A Controversial Law Helps Stem Cell Firms to Administer Controversial Treatments

Hospital Galenia

Hospital Galenia, situated along the east side of Cancun, Mexico, is actually quite a popular facility in the vicinity. It is a popular site for many people because patients who want to get unsanctioned treatments go there.
Hospital Galenia is a medical facility that administers drugs that are not sanctioned by the U.S. Food and Drug Administration and other similar government agencies worldwide.

Look, I get that people want to be treated by their condition and the medicines that we have today may not provide a true cure to what ails them. However, getting unsanctioned treatments could potentially be fatal or would lead to further complications.

That being said, a Houston-based company, known as Celltex Therapeutics, offer stem cell therapies to American customers (and some customers with other ethnic origins as well).

According to a representative of the company, Celltex mainly focuses on extracting the patient’s own Mesenchymal Stem Cells to help treat a wide variety of diseases, including renal failure, amyotrophic lateral sclerosis (ALS), and Chronic Obstructive Pulmonary Disease or COPD.

The company used to administer stem cells that were taken out of their own laboratory in Sugar Land, Texas. However, their operation ceased to exist back in 2013 when the FDA sent the company a warning.

The warning states that the cells that were derived from prior patients- using them for deriving and administering stem cells- is considered to be drugs under the US Federal law. This would then implicate the administration of these cells would require further studies and clinical trials and only then will it receive regulatory approval.

Instead of doing that route, Celltex would ship their stem cells to Hospital Galenia since the medical facility is located outside of U.S. borders. However, a new Texas legislation could potentially allow Celltex to operate within country grounds.

The law in question is known as the “Charlie’s Law”, and it states that all of the Texas clinics will be allowed to administer non-FDA approved stem cell treatments, but only to a select few.

Although Celltex and the politicians that have ties with the company- along with people who want to receive the stem cell treatments- are rejoicing with this news, scientists and bioethicists have concerns regarding the selling of unsanctioned therapies that have no prior evidence of its potency and safety.

Is the Treatment Truly Effective?

According to Celltex, the company was able to administer the Mesenchymal Stem Cells to more than 4000 patients already. The stem cells are proven to be safe (at least, according to the company) because they are derived from the patient’s own body (particularly from their belly fat).

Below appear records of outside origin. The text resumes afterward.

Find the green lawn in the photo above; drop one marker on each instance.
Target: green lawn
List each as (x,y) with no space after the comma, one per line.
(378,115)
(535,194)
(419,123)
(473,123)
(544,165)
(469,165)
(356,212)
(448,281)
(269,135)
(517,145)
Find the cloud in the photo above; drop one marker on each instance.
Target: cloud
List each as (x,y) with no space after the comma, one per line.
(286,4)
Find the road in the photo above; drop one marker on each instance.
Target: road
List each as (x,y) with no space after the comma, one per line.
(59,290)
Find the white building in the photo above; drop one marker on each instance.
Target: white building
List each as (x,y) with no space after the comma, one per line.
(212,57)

The stem cell treatments are usually administered to patients who are seeking relief for their chronic inflammatory conditions such as Arthritis, for example.

Although anecdotal evidence may suggest that the stem cell treatments may have improved their patients’ conditions, it would still not be the case in the scientific sense since the company doesn’t create clinical evidence or reports.

Scientists and bioethicists urge Celltex to create a study of their own and present the findings to the medical community whether or not their stem cell treatments are effective.